Beyond your Will and distribution of your assets there is an intangible inheritance to think about. And that is the story of your life.
Ancestry.com has created compelling clips of celebrities being taken aback exploring their family trees and discovering emotional connections. Two shows in particular are Finding Your Roots and Who Do You Think You Are? These serve as a reminder of all the sacrifices and hardships by ancestors that allowed the miracle of ourselves to be in this world.
When we are involved as executor, we are reminded of all the ways that we are connected to those that leave us beyond the assets they leave that need to be transferred. It is their stories, experience, guidance, and love of family that they share with us during their lifetime that we cherish and try to live up to and pass along.

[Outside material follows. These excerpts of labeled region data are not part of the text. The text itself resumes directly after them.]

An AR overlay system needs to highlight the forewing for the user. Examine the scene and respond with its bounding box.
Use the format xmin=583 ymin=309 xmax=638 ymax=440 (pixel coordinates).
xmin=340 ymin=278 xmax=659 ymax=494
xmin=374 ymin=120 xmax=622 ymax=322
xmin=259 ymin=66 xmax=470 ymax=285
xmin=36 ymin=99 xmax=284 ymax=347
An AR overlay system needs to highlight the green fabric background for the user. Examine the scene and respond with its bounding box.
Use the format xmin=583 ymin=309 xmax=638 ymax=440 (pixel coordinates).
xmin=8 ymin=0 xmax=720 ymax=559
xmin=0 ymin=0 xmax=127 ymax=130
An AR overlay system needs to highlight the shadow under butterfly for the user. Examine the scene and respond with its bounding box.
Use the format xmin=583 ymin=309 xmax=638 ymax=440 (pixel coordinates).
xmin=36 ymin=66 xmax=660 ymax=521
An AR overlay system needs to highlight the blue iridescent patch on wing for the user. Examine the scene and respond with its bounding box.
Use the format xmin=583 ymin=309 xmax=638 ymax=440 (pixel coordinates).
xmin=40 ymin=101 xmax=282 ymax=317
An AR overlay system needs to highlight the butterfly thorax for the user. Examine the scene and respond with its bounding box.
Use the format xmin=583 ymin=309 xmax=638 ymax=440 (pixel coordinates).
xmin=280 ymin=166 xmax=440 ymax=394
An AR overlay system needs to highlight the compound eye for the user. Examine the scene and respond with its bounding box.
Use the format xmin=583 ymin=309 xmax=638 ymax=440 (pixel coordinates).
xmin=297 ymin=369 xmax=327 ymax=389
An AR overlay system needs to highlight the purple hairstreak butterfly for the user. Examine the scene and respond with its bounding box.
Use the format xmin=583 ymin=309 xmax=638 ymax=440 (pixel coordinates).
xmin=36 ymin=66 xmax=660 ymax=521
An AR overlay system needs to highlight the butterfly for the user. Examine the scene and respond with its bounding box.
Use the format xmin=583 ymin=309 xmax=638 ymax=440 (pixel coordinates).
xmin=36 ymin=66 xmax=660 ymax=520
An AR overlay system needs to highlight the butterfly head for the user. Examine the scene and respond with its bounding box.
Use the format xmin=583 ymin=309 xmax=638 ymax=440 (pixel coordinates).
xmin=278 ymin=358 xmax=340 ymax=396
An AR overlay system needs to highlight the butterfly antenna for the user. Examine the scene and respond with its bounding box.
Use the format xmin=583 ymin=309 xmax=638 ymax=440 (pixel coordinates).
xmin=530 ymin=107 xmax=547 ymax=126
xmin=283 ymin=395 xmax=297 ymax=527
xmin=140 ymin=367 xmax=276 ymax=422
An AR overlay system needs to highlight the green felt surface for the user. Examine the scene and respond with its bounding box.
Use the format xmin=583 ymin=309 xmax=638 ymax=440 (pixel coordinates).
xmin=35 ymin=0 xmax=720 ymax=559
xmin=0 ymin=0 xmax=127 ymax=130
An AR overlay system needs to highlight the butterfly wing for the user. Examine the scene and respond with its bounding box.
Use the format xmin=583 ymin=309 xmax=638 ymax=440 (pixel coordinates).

There are many opportunities to share these stories with your loved ones. Should one be gifting stock, they can provide the reason and origin story for why that stock was initially selected. Should one be divesting sentimental artwork, or a grandchild is visiting and looking at artwork, the acquisition story can be shared there too. Some just need a prompt. Did I ever tell you about my first job? Did I ever tell you about how I met your mother? If they are gone, we can sometimes create our own style of ancestry through relics that we have, such as letters, or military records accessible online.
One way to pass along these stories that might have an impact on future generations is to create a journal. If you are facing writer's block, there are journals you could purchase with prompts on each page to help get started, or you could try a service such as Storyworth. Another approach is to videotape an interview with the ancestor, to collect interesting life moments or observations.
Stories create impact. Financial incentives can create impact too. Sometimes a little push in the right direction can make an outsized impact. For example, an incentive trust can help you to create that little push after you are no longer physically present to do so. We would love to hear your story and help find ways to help you create a lasting legacy.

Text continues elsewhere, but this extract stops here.